Name | Margaret Atwood |
Net Worth | $20 Million |
Date of Birth | November 18, 1939 |
Age | 83 Years (2022) |
Birth Place | Ottawa, Ontario, Canada |
Profession | Poet, Writer |
Nationality | Canadian |
Margaret Atwood Career
She has published 18 collections of poetry, 18 novels, 11 works of nonfiction, nine collections of short fiction, eight children’s books, and two graphic novels since 1961, as well as a number of small press editions of poetry and fiction.
Hawkshead Press released Atwood’s first book of poetry, Double Persephone, as a booklet in 1961, receiving the E.J. Pratt Medal.
On November 28, 2018, Atwood stated that The Testaments, a follow-up to The Handmaid’s Tale, would be released in September 2019.
Three female narrators tell the story, which takes place fifteen years after Offred’s closing scene in The Handmaid’s Tale. On October 14, 2019, the book was named a joint winner of the 2019 Booker Prize.

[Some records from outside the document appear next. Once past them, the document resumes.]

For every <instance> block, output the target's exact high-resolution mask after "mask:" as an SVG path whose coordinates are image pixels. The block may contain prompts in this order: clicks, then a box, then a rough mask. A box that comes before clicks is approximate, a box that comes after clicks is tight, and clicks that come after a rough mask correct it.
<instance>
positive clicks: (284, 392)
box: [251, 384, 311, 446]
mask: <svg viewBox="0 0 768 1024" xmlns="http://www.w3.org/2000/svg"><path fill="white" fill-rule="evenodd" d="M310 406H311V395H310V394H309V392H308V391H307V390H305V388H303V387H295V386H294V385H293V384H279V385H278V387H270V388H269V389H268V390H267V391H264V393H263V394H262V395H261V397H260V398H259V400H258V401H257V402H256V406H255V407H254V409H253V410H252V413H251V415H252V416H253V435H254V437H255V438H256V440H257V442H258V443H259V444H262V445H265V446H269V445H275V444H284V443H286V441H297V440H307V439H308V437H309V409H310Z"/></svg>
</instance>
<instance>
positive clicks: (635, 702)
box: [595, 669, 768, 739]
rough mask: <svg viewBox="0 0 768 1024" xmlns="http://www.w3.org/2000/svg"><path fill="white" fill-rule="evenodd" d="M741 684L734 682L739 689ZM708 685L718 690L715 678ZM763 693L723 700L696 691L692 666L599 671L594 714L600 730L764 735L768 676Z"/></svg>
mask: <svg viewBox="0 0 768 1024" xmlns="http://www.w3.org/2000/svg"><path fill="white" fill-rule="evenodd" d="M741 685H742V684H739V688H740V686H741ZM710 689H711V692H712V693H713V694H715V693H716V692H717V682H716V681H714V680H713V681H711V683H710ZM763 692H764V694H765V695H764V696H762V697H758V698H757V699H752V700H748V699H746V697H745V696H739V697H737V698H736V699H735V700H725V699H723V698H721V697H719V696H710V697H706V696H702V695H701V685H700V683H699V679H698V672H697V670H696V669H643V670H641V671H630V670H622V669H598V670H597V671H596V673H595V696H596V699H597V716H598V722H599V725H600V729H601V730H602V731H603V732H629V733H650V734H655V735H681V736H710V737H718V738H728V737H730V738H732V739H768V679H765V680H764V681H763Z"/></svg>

Two Booker Prizes, the Arthur C. Clarke Award, the Governor General’s Award, the Franz Kafka Prize, Princess of Asturias Awards, and the National Book Critics and PEN Center USA Lifetime Achievement Awards are among the many distinctions and awards Atwood has received for her writing.
Her novels have been adapted for film and television in a multitude of ways.
Gender and identity, religion and myth, the power of language, climate change, and “power politics” are all themes in Atwood’s writing.
Many of her poems are inspired by mythology and fairy stories, which she has been fascinated with since she was a child.
The Griffin Poetry Prize and the Writers’ Trust of Canada were founded by Atwood. She is also a Senior Fellow at Toronto’s Massey College.
She is the creator of the LongPen gadget and related technologies that allow for remote robotic document writing.
Margaret Atwood Background and Education
Carl Edmund Atwood, an entomologist, and Margaret Dorothy (née Killam), a former dietician and nutritionist from Woodville, Nova Scotia, had Atwood as their second child in Ottawa, Ontario, Canada.
She graduated from Leaside High School in Leaside, Toronto, in 1957. At the age of six, Atwood began composing plays and poems.
She was also a Brownie with the Girl Guides of Canada when she was younger. In numerous of her publications, Atwood has written about her experiences as a Girl Guide.
When Atwood was 16, she recognized she wanted to be a professional writer. She enrolled at Victoria College, University of Toronto, in 1957, where she published poetry and articles in Acta Victoriana, the college literary newspaper, and performed in The Bob Comedy Revue, a sophomore theatrical institution.
Jay Macpherson and Northrop Frye were among her lecturers. She earned a Bachelor of Arts in English (honours) with majors in philosophy and French in 1961.
With a Woodrow Wilson fellowship, Atwood began graduate study at Harvard University’s Radcliffe College in 1961.
She graduated from Radcliffe College with a master’s degree (MA) in 1962 and went on to pursue PhD studies for two years, but her dissertation, The English Metaphysical Romance, was never completed.
Atwood has a sister, Ruth Atwood, born in 1951, and a brother who is two years older, Harold Leslie Atwood.
Mary Webster, a 17th-century witchcraft lynching survivor, claimed to be her ancestor. Webster is the topic of Margaret Atwood’s poem “Half-Hanged Mary” and the dedication in her novel The Handmaid’s Tale (1985).
Margaret Atwood Husband
In 1968, Atwood married American writer Jim Polk, but the couple separated in 1973. Soon after, she married fellow novelist Graeme Gibson and moved to a farm near Alliston, Ontario, with their daughter Eleanor Jess Atwood Gibson, who was born in 1976.